After almost two years in power --the anniversary will be on Nov. 3 --Allende presides over an increasingly angry country that is sinking ever deeper into economic quicksand. Everything from beef to butter and matches to auto parts is in short supply. Inflation has spiraled 63.5% during the past eight months; in August alone, the inflation rate was 22.7%, and the price of food soared an estimated 60%. The reason: in an effort to buy political support, the government increased the money supply by 115% last year, and is doing the same in 1972. The black-market rate for escudos has now reached 300 to the dollar, more than six times the official rate. Chile's foreign exchange reserves have been used up, and its nationalized copper mines have been cut off from traditional lines of international bank credit. The economy limps along through deficit financing and aid from Communist countries.

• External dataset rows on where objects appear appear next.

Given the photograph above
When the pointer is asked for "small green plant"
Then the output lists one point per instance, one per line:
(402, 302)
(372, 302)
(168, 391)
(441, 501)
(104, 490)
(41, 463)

Allende blames the U.S. for many of Chile's problems, particularly the drying up of Santiago's credit lines. But most international banks consider Chile a poor risk. To help keep its economy afloat, Chile has deferred payment on its foreign debt of some $2.5 billion, including more than $1 billion to the U.S.

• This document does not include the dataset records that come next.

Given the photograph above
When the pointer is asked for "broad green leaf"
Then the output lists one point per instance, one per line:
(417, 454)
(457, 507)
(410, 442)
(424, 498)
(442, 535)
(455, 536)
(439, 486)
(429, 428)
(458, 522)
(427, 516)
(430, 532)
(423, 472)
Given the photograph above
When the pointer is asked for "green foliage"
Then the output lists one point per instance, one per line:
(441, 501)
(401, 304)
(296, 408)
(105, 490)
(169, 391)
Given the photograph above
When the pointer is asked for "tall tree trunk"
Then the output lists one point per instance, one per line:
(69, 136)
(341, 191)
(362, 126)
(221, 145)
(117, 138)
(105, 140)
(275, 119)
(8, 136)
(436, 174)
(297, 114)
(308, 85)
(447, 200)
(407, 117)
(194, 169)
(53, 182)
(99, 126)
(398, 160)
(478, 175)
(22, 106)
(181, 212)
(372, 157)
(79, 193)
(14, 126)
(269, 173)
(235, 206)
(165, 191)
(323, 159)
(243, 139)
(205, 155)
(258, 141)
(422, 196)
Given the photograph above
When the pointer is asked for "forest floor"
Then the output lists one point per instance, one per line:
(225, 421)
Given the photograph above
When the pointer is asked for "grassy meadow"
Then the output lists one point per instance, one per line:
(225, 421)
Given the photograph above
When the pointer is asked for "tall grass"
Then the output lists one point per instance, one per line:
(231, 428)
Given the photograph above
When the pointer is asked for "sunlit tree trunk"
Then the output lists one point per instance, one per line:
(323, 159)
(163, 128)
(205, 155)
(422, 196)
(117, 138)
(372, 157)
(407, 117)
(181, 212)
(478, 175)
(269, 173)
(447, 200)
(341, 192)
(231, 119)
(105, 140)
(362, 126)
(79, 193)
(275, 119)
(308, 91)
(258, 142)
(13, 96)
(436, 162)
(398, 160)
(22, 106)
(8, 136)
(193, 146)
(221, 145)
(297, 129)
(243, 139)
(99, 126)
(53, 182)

At the same time Chileans have been hit by an inflation of violence. A carabinero (national policeman) was killed in a clash between pro-and anti-Allende forces in Conception in August, and a 17-year-old student died when a tear-gas grenade exploded in his face during a Santiago street brawl last month. As the violence increases, political parties have begun to organize for street warfare. The Communist Party has set up "self-defense committees" throughout Santiago. The Socialists talk of establishing "antifascist brigades." On the other side, a youthful group of extreme rightists called Patria y Libertad talks vaguely of an organization of "shock troops" to combat leftists.
Patria y Libertad has joined the right-wing National Party in something called Proteco (community protection). Their handbook reads like a guide, if not an outright incitement, to civil war. It provides for block chiefs, first aid and surgical facilities, alarm systems and arms caches. "Neither waste nor unduly save your ammunition," the handbook advises. "Concentrate your fire on whoever seems in command or carries the most dangerous weapons. Try to surround your enemies, firing without pity."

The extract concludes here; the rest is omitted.